Świt zastał ich nad półpustynią pod bezchmurnym niebem. Przelecieli nad szlakiem karawan, widocznym głównie dzięki poszarpanemu cieniowi na piasku, i stwierdzili, że lekko ich zniosło z kursu. Według oceny Marca lecieli ku dolinie Tygrysu i Eufratu.
— Co oznacza, że jesteśmy w południowo-wschodniej Turcji — dodał i rozmarzył się. — A to jest w pobliżu Bagdadu… Powinienem chcieć zobaczyć Bagdad.
— Tak? A to dlaczego? — zainteresowała się Kin.
— Jak byłem mały, moi przybrani rodzice kupili mi książkę z opowieściami o magicznych lampach, genach czy jak im tam i innych podobnych. Zrobiła na mnie duże wrażenie.
— Ani mi się waż mówić coś o lądowaniu! — ostrzegła Kin. — Nawet o tym nie myśl!
Nad miastem złożonym z białych budynków zwieńczonych kopułami i otoczonym murem, za którym rozbito wiele namiotów, przelecieli jednak bez problemów. Przepływająca przez nie rzeka za miastem miała zauważalnie inny kolor i na tyle niski poziom, że można było mówić o suszy. Stojące już wysoko słońce powodowało drażniące oczy migotanie piasku, ale była to praktycznie jedyna niedogodność.
Milę dalej skafander Silver odmówił dalszej pracy, jeszcze tylko resztką energii łagodnie opuścił ją na powierzchnię. Pozostali wylądowali również i cała trójka spotkała się w cieniu kępy poskręcanych, słodko pachnących drzew. Kin zdjęła hełm i gorąco uderzyło ją niczym oddech piekła. Było zdecydowanie zbyt ciepło, więc nic dziwnego, że pola wyglądały na spalone, a rzeka przypominała anemicznego węża ledwie wijącego się wśród spękanych brzegów koryta.

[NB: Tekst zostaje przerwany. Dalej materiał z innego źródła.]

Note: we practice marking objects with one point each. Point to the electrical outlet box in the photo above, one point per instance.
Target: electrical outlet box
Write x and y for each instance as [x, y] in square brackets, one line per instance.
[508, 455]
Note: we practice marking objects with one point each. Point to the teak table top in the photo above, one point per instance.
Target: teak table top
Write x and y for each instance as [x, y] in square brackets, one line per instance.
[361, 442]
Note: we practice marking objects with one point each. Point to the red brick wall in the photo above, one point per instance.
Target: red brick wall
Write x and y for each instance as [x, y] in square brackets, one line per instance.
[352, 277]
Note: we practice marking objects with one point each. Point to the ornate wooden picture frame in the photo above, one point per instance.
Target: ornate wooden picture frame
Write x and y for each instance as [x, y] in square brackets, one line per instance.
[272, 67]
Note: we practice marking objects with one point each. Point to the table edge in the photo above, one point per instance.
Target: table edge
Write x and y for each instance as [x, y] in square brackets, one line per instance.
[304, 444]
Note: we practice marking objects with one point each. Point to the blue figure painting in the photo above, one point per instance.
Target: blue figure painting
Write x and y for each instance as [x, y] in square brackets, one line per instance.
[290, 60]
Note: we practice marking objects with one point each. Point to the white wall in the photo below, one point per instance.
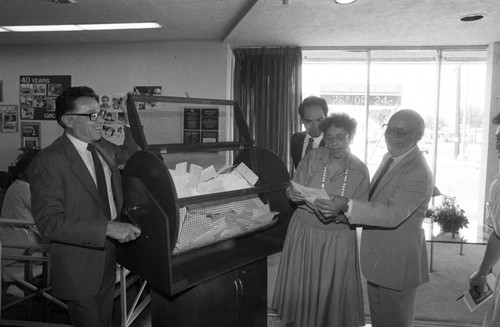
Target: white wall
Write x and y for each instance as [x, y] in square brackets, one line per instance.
[203, 69]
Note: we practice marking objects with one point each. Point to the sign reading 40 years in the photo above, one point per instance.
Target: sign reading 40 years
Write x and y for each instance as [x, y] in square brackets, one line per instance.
[38, 93]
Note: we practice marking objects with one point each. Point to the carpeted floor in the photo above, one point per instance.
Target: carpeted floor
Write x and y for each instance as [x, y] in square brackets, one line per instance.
[436, 301]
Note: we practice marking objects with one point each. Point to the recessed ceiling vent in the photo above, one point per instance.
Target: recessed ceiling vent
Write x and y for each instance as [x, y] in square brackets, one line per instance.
[63, 2]
[472, 18]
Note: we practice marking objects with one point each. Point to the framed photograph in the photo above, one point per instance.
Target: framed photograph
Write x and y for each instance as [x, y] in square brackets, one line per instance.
[30, 135]
[30, 142]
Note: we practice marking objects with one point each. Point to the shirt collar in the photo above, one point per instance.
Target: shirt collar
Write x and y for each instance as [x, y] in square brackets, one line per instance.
[316, 139]
[401, 156]
[79, 144]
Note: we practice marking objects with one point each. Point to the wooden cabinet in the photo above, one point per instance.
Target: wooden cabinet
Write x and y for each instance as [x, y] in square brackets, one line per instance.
[235, 299]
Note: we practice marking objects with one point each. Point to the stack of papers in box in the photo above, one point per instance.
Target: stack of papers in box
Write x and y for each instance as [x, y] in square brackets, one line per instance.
[199, 181]
[206, 223]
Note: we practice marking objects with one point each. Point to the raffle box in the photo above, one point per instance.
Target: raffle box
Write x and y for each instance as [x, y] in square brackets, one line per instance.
[206, 233]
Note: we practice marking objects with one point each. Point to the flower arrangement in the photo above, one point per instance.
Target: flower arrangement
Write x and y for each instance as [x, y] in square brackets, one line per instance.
[449, 216]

— No… — mruknęła, nie chcąc mówić głośno niczego w stylu: „I to by było na tyle”.
— Jestem zaskoczony — przyznał Marco.
— Chcesz powiedzieć, że nie masz planu?
— Co chcesz przez to powiedzieć?
— Nieważne. — Kin upiła łyk wody z zapasów skafandra, świadoma, że trzeba zacząć oszczędzać.
Silver siedziała wsparta o pień, przyglądając się obojętnie miastu. Za jej plecami słońce było miedzianym nitem na niebie z rozgrzanego żelaza.

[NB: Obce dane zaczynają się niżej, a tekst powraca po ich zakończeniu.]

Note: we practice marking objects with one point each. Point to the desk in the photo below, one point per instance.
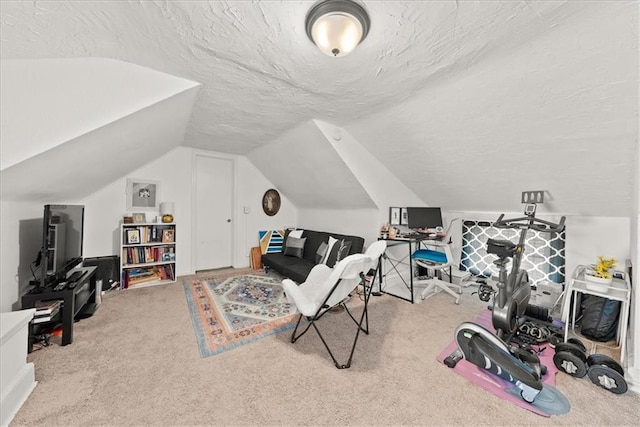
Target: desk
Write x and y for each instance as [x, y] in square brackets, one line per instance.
[73, 300]
[618, 290]
[390, 265]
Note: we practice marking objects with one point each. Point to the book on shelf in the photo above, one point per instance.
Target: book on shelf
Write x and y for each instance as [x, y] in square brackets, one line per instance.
[45, 318]
[146, 275]
[47, 307]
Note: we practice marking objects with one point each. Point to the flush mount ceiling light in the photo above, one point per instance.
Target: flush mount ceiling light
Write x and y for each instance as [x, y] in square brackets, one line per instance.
[337, 26]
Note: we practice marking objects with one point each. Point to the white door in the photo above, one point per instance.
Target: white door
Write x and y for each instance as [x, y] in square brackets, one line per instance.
[213, 233]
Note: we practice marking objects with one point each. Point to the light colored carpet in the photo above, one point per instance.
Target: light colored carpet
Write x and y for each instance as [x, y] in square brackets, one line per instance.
[136, 362]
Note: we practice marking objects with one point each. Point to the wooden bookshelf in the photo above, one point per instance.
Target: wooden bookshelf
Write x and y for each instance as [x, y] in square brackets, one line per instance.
[148, 254]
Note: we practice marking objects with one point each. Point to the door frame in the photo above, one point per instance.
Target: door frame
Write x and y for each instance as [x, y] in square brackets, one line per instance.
[234, 192]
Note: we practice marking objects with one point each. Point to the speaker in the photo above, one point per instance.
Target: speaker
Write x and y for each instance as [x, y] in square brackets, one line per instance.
[108, 269]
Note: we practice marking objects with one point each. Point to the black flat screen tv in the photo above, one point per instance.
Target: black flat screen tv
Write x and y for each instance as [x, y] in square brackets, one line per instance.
[62, 234]
[423, 218]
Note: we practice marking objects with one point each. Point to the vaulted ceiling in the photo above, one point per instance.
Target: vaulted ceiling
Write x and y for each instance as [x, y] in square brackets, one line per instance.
[468, 103]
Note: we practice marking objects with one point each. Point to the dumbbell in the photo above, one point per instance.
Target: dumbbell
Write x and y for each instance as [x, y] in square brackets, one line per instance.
[607, 373]
[570, 358]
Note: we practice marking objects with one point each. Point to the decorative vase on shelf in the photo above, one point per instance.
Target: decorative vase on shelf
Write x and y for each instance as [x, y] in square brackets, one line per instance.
[166, 211]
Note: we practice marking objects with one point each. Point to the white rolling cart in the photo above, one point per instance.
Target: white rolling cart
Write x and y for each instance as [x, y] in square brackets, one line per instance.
[618, 290]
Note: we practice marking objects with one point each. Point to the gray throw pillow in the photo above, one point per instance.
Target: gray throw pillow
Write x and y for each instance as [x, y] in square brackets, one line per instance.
[321, 252]
[343, 252]
[294, 246]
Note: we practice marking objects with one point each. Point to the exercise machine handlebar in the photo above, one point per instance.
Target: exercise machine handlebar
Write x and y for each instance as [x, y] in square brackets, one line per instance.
[530, 222]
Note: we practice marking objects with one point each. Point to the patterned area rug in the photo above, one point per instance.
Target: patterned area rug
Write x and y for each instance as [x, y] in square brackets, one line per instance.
[232, 309]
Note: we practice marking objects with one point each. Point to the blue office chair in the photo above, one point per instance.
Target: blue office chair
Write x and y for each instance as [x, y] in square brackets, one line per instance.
[436, 258]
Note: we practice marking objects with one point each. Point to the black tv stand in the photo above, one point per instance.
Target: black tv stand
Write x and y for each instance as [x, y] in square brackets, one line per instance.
[73, 302]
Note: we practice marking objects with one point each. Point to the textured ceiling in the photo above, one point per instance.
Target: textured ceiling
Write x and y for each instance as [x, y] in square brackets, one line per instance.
[260, 73]
[468, 102]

— Właśnie wystartował samolot — odezwała się nagle.
Był stary, łagodnie rzecz ujmując. Twarz miał pomarszczoną niczym zasuszone jabłko, ale brodę starannie przyciętą i przyczesaną. Jego oczy zaś nie miały ani białek, ani wyrazu. Z pewnością nie wyglądał na zaskoczonego.
Kin zastanawiała się, czy nie ma przypadkiem do czynienia z budowniczym dysku, obserwując, jak rozmawia z Silver ze skrzyżowanymi nogami. Co prawda ubrany był ze zwykłym barbarzyńskim przepychem, ale nie była arbitrem tutejszej mody. Za to jego pojazd był jak najbardziej nowoczesny, a on wiedział, jak nim latać. W tej chwili, złożony, mieścił się w torbie towarzysza starca, potężnego mężczyzny ubranego jedynie w przepaskę biodrową i ponurą minę.
Mężczyzna dzierżył w garści długą, zakrzywioną szablę i nie spuszczał wzroku z Marca.
Kin przysunęła się do kunga i spytała:
— Ciekawe, gdzie ma blaster? I jeszcze jedno: pamiętasz pomysł Silver, że ja przetrwam na dysku, wykorzystując seks?